Today, the site of the MiamiCentral train station is a giant pit filled with concrete pilings and buzzing construction equipment just across from Miami-Dade County Hall on NW First Avenue. The nine-acre complex will eventually be the home station for the Brightline, the new Miami-to-Orlando passenger train service. 

And it's now looking more likely than ever that the station will also house a connection to Tri-Rail, the regional South Florida train service that so far runs only west of I-95. A vote last month cleared the way for a downtown link for the service, while a new artist rendering shows how the inside of the massive elevated station might look.

"The project is moving forward," Bonnie Arnold, a spokeswoman for the South Florida Regional Transportation Authority (SFRTA), tells New Times.  

At its December 11 meeting, the Miami Herald reports, SFRTA approved a plan that would allow the state to build a rail spur linking the western Tri-Rail tracks to the new downtown MiamiCentral station. The plan still needs state Legislature approval. 

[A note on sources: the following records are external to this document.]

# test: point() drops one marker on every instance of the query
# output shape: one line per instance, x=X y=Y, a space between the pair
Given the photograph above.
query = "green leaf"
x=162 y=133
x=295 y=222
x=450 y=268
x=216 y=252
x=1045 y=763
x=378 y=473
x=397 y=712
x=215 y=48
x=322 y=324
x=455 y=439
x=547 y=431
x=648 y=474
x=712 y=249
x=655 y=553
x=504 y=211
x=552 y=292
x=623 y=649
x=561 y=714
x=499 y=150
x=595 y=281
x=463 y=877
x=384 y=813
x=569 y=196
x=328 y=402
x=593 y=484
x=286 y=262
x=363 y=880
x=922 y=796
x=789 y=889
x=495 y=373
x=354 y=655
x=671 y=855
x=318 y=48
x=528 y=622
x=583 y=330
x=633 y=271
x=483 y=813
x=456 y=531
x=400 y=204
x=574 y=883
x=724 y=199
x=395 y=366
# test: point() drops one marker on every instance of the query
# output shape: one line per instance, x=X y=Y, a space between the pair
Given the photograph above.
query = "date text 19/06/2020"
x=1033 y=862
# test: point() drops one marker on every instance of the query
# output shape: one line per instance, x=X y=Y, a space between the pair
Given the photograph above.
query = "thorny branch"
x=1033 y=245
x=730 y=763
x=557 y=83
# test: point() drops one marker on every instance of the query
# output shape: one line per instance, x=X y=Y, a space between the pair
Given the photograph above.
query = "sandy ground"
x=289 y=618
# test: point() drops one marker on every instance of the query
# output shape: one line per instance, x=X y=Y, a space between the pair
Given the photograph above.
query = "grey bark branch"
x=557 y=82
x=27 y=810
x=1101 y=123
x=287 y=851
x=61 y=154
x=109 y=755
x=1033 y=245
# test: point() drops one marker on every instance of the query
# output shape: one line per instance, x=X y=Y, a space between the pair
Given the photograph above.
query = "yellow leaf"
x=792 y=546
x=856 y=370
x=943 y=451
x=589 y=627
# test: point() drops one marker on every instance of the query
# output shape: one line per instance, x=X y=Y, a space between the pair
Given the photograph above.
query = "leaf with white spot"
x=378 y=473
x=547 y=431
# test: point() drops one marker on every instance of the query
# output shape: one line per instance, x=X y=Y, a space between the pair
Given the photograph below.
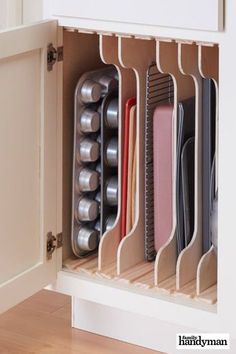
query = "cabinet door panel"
x=28 y=158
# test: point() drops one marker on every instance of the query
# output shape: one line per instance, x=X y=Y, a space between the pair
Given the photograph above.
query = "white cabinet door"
x=28 y=161
x=187 y=14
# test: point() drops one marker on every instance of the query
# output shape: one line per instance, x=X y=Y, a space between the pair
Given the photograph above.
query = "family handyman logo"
x=202 y=341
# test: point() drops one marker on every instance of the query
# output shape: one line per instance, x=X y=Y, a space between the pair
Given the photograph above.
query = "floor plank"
x=42 y=325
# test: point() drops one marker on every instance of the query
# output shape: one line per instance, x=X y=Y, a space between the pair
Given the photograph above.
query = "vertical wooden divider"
x=136 y=54
x=107 y=253
x=207 y=269
x=186 y=270
x=167 y=63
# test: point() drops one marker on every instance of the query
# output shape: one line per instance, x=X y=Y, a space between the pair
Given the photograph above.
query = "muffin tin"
x=95 y=162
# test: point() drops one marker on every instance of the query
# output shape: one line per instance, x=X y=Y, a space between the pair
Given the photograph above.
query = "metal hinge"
x=53 y=242
x=54 y=55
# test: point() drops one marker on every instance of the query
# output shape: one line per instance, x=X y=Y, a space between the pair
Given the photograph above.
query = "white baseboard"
x=125 y=326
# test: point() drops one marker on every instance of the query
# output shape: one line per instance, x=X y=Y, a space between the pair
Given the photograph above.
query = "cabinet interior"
x=192 y=275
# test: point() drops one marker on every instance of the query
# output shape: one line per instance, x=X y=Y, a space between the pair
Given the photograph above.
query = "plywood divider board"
x=167 y=63
x=186 y=269
x=208 y=60
x=136 y=54
x=107 y=253
x=207 y=271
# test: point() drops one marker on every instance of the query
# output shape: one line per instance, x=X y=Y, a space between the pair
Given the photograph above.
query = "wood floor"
x=42 y=325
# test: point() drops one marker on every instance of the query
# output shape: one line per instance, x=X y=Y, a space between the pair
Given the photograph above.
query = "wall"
x=10 y=13
x=16 y=12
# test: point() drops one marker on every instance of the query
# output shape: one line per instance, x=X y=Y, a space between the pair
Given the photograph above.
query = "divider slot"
x=206 y=283
x=167 y=57
x=136 y=54
x=189 y=258
x=127 y=87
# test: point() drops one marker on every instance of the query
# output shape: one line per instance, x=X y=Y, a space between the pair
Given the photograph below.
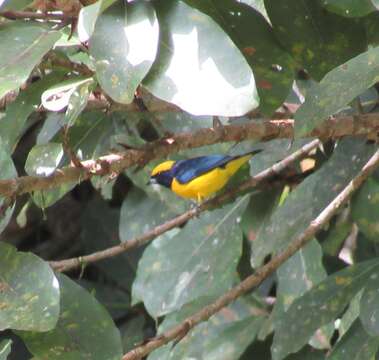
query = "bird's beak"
x=152 y=181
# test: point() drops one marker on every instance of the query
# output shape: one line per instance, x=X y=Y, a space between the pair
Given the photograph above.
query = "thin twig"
x=69 y=264
x=262 y=273
x=368 y=125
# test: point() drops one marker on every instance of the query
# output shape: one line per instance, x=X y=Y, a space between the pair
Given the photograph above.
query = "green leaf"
x=8 y=171
x=5 y=349
x=299 y=274
x=272 y=66
x=17 y=112
x=356 y=344
x=317 y=39
x=307 y=200
x=100 y=224
x=84 y=329
x=348 y=81
x=196 y=58
x=349 y=8
x=365 y=209
x=224 y=336
x=22 y=45
x=78 y=101
x=350 y=315
x=319 y=306
x=369 y=306
x=29 y=296
x=124 y=45
x=136 y=203
x=59 y=96
x=43 y=160
x=88 y=16
x=200 y=260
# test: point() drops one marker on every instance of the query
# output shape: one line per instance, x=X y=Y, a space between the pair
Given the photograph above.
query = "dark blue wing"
x=186 y=170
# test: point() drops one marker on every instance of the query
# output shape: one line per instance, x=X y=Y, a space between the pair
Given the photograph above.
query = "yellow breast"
x=209 y=183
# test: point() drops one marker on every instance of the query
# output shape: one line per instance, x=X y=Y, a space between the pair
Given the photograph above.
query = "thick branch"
x=262 y=273
x=69 y=264
x=365 y=125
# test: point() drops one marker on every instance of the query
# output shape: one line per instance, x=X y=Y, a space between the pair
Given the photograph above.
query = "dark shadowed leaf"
x=272 y=66
x=100 y=231
x=356 y=344
x=199 y=260
x=43 y=160
x=84 y=329
x=5 y=349
x=22 y=46
x=17 y=112
x=154 y=211
x=8 y=171
x=224 y=336
x=306 y=201
x=365 y=209
x=299 y=274
x=369 y=306
x=349 y=8
x=29 y=296
x=88 y=16
x=124 y=45
x=348 y=81
x=319 y=306
x=198 y=67
x=316 y=38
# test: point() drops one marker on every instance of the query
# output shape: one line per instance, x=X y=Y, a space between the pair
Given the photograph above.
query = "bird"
x=200 y=177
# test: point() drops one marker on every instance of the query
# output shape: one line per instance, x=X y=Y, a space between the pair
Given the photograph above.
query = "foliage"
x=87 y=80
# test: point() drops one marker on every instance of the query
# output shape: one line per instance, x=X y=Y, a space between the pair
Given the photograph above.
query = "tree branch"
x=262 y=273
x=364 y=125
x=69 y=264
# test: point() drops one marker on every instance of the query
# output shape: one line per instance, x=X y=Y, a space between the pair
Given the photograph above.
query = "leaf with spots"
x=16 y=114
x=365 y=209
x=5 y=349
x=369 y=306
x=43 y=160
x=198 y=66
x=200 y=259
x=100 y=224
x=349 y=8
x=317 y=39
x=22 y=46
x=272 y=66
x=319 y=306
x=356 y=344
x=308 y=199
x=224 y=336
x=297 y=275
x=29 y=291
x=8 y=171
x=124 y=45
x=132 y=224
x=348 y=80
x=84 y=329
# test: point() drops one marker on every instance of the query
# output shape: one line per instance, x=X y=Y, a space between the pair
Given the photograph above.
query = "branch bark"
x=364 y=125
x=68 y=264
x=262 y=273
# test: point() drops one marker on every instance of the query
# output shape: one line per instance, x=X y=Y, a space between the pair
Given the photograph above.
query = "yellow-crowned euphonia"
x=200 y=177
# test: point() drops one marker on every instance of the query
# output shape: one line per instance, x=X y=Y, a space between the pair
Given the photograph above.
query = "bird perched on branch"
x=200 y=177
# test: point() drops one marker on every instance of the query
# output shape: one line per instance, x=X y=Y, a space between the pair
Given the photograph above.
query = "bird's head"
x=162 y=174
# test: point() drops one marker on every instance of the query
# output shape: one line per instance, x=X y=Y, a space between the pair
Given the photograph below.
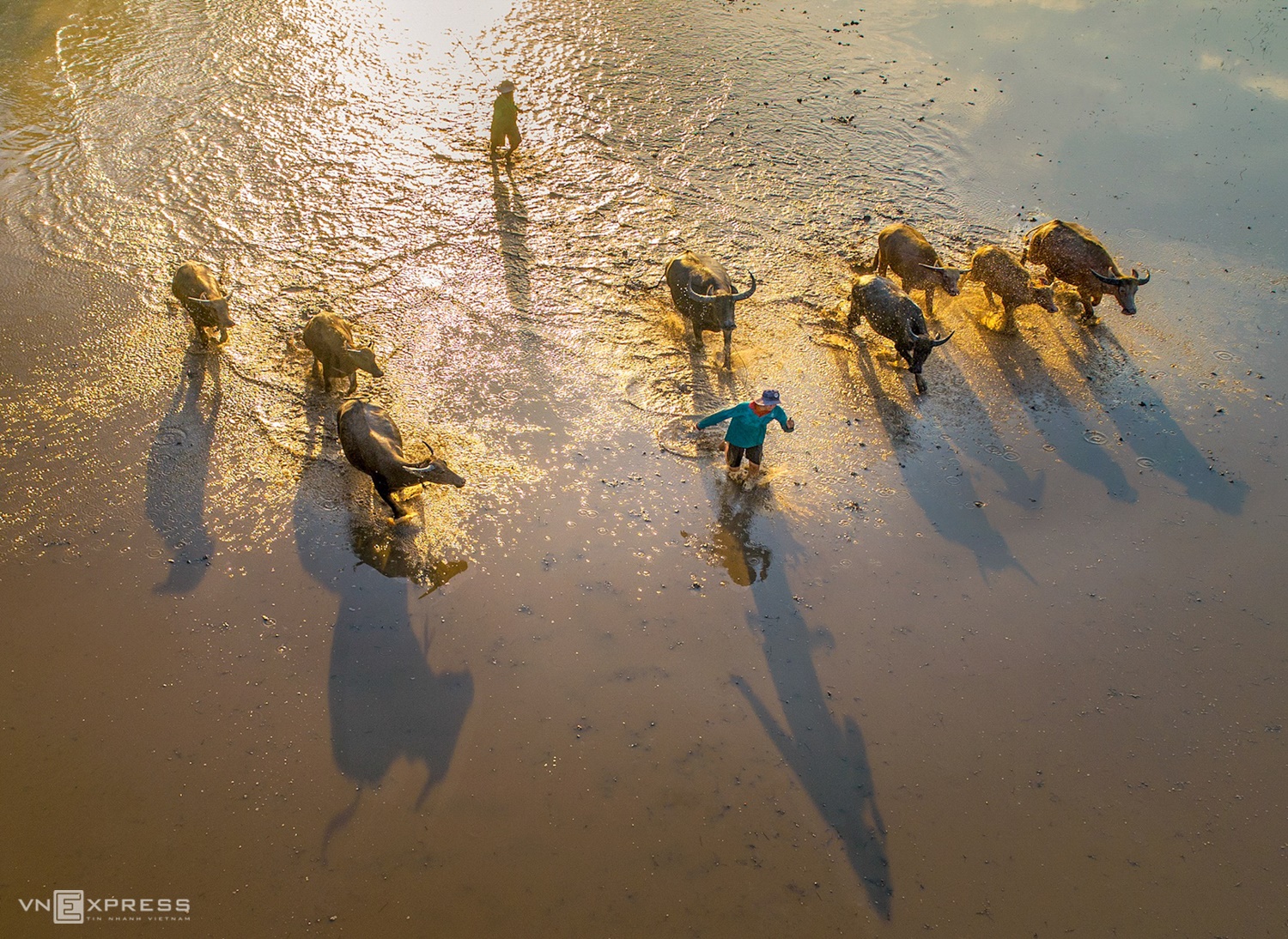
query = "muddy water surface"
x=1005 y=658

But the news adds more details to a project that backers say will transform downtown Miami and change South Florida's transportation hub. The Brightline — which once went by the moniker All Aboard Florida — has already released numerous renderings of the exterior of the gleaming facility. 

This rendering shows the outside of the MiamiCentral station.
This rendering shows the outside of the MiamiCentral station.
Courtesy of All Aboard Florida
Here's What Giant MiamiCentral Train Station Might Look Like Inside
Courtesy of All Aboard Florida

Questions, though, remain about the new service. The company has yet to disclose how much it will cost to ride from Miami to Orlando, a key factor in whether the trip will be competitive versus air travel, especially because the Brightline's trains won't move fast enough to be considered high-speed rail. 

But adding Tri-Rail to the downtown Miami package would ensure that an already successful train system with useful regional links is part of the new station.